Attempting to get Cleaner HTML out of a Word Doc

zhann · August 15, 2013, 1:53pm

I am having a hard time finding the information I need. After about 30 minutes of scouring the forums, I figured simply posting my question would be easier.

My problem is simple. I have a series of word documents with simple text enhancements. I need to pull the text out of each document, convert them to HTML, then, say, store them in a DB table. The only enhancements I am concerned with are:

Bold
Italic
Lists (I am told they are always bulleted, but who knows)
Anchors

Opening the files are easy enough. Saving them as HTML is easy enough. However, at this point, there is so much garbage in the HTML that it is really a pain to decipher. For starters, everything is wrapped in span tags, the font differences are inline styles, and even the white space has funny tags around them.

Is there a way to use aspose to produce even slightly better HTML?

My fallback option is to simply save them as is to HTML, then with the use of some crafty regular expressions rewrite them in a somewhat better format. However, if I don’t have to do that, it would save a great deal of time.

Has anyone tried this before?

zhann · August 16, 2013, 8:28am

Judging by the deafening silence, I assume I am alone here. Guess its time to revisit my love for Regular Expressions.

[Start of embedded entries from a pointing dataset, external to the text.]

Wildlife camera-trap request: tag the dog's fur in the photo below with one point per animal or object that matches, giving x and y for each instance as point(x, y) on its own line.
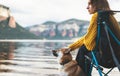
point(70, 67)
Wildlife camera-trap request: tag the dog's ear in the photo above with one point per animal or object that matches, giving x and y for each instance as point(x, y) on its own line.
point(55, 53)
point(68, 50)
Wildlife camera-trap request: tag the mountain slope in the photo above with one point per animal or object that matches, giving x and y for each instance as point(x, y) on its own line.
point(6, 32)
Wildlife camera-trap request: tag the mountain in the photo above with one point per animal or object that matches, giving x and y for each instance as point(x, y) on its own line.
point(60, 30)
point(6, 32)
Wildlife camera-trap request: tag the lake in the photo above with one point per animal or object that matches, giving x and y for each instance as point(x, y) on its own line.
point(33, 59)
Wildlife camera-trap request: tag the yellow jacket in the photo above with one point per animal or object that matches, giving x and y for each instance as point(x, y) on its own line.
point(89, 39)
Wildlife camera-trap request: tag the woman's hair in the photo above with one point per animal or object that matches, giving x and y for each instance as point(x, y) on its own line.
point(100, 5)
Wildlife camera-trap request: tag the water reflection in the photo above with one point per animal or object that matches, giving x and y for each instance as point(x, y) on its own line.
point(31, 59)
point(6, 53)
point(23, 59)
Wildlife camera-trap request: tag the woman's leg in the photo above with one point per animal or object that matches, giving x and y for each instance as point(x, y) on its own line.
point(82, 62)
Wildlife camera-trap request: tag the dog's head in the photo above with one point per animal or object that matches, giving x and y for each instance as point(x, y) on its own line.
point(64, 56)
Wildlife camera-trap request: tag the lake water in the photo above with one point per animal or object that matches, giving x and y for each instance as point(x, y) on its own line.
point(32, 59)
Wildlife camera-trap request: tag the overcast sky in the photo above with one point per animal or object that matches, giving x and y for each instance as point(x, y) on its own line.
point(30, 12)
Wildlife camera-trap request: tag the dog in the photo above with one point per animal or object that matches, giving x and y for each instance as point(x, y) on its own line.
point(70, 66)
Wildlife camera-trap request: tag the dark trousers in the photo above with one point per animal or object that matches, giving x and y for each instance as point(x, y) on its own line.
point(82, 61)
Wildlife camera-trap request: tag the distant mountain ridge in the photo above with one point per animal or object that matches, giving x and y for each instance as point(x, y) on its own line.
point(60, 30)
point(6, 32)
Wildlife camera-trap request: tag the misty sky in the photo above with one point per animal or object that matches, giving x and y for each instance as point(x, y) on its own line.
point(30, 12)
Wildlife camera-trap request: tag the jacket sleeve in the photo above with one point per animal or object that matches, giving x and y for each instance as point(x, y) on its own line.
point(89, 38)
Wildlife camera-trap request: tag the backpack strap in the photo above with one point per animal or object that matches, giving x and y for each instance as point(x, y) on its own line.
point(103, 19)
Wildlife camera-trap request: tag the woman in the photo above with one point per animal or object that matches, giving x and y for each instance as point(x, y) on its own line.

tahir.manzoor · August 16, 2013, 1:07pm

Hi there,

Thanks for your inquiry. Please note that Aspose.Words mimics the same behavior as MS Word do. Please convert your document to HTML by using MS Word and check the HTML output. Upon processing HTML, some features of HTML might be lost. You can find a list of limitations upon HTML exporting/importing here:

https://docs.aspose.com/words/java/load-in-the-html-html-xhtml-mhtml-format/

https://docs.aspose.com/words/java/save-in-the-html-html-xhtml-mhtml-format/

You can extract contents specific contents from document and save to html format. Please read following documentation link to extract contents from document.

https://docs.aspose.com/words/java/extract-selected-content-between-nodes/

Could you please attach your input Word document here along with expected output html for testing? I will investigate the issue on my side and provide you more information.

zhann · August 16, 2013, 2:50pm

I see, that makes sense. I had just assumed your utilities had ways of cleaning up the Word documents a bit. The fact is, I have about 1000 different docs that I need to parse through, all written by different people. Word is notoriously bad at creating HTML, hence I hoped you had something in your suite.

Since the vast majority of the tags used by my team are very simple, I have already built a series of cleaning functions on top of yours which do most of what I need done. There are still some stray white-space areas, and some other little glitches to work through, but about 95% of what I need is ready.

On that note, I appreciate the heads up. I think I can handle this using regular expressions and standard Java utils.

Thanks

tahir.manzoor · August 19, 2013, 3:37am

Hi there,

Thanks for your feedback. It would be great if you please attach your input Word document here along with expected output html for testing. We will investigate, how you want your final output document/html be generated like. We will then provide you more information on this along with code.